Disclaimer: I do not own Veronica Mars or any of its characters.
Inserted scene from Season 2, Episode 2, one shot for now
You know that charge that goes up your spine at the moment of epiphany, it just hit me. I'm not gonna let the list of things I want to do before I die turn into a list of regrets.
I run to his place. He opens the door and leads me through the tour of Europe he has set-up all over his apartment. It's a sweet gesture, but its not what I had in mind. He's been the love of my life, and I know that I'm ready for this step. To be with him fully, while we're both awake and aware.

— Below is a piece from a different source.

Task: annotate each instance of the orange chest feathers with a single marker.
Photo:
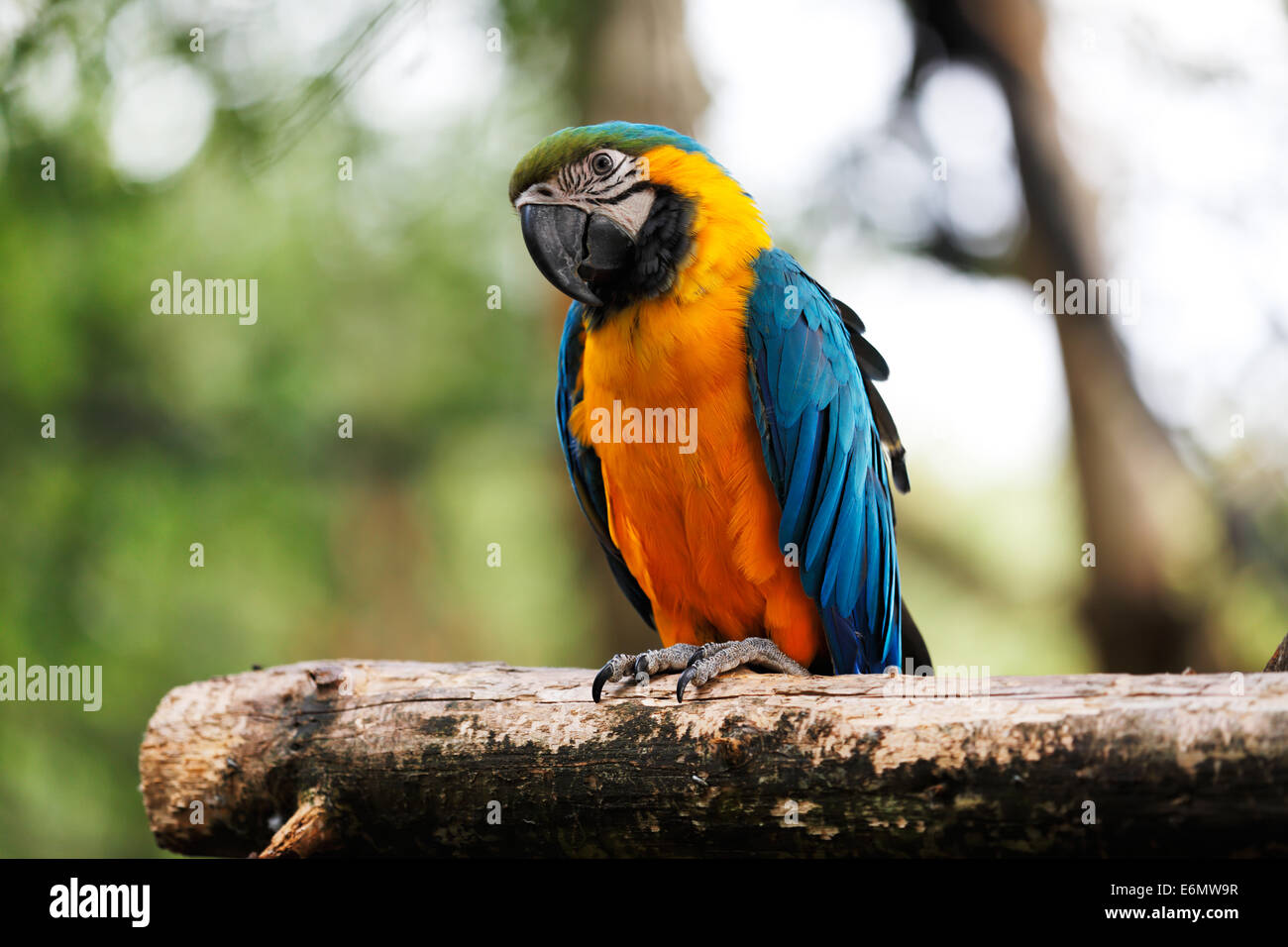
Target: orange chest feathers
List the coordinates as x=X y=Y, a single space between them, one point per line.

I start kissing him, and he sweeps me into his arms and carries me to the bedroom. He gently lays me down on the bed as we're kissing, and I know that this feels right. He brushes back my hair and looks deeply into my eyes and tells me that he loves me. He starts a row of kisses down my neck and begins to unbutton my shirt. He pauses to make sure that I'm ok with this. I start to lift up his shirt and help him out of it. He goes back to working his way down my body, as if he's savoring each moment. He unbuttons my pants, and I shimmy out of them along with my shirt. He undresses down to his boxers. He comes back up to deeply kiss me, as his hands unhook my bra. He kisses his way down toward my breasts, and I can feel my body trembling in response to his attention. Part of me wonders if I should be doing more, but its one of the few times where giving up control of the situation felt right. He's making love to me, and letting him is enough. He slides his fingers in to feel me out. Even though I can feel his hardness, he starts to work them in and out. He slides off my underwear and begins working with his mouth and his fingers until I'm spinning with pleasure. He removes his boxers and positions himself above my opening. He looks into my eyes as he slides in slowly, letting me get used to the feeling. He slides slowly in and out, as he wraps his arms around me and kisses me. It really is an intimate moment, as we're connected physically, and I let him connect emotionally and see my vulnerability and love for him.
Afterward, he has his arms wrapped around me. He asks me what I'm thinking, and I can't help but make a joke, afraid to admit how significant this was. The noises next door quickly kill that sentiment anyway.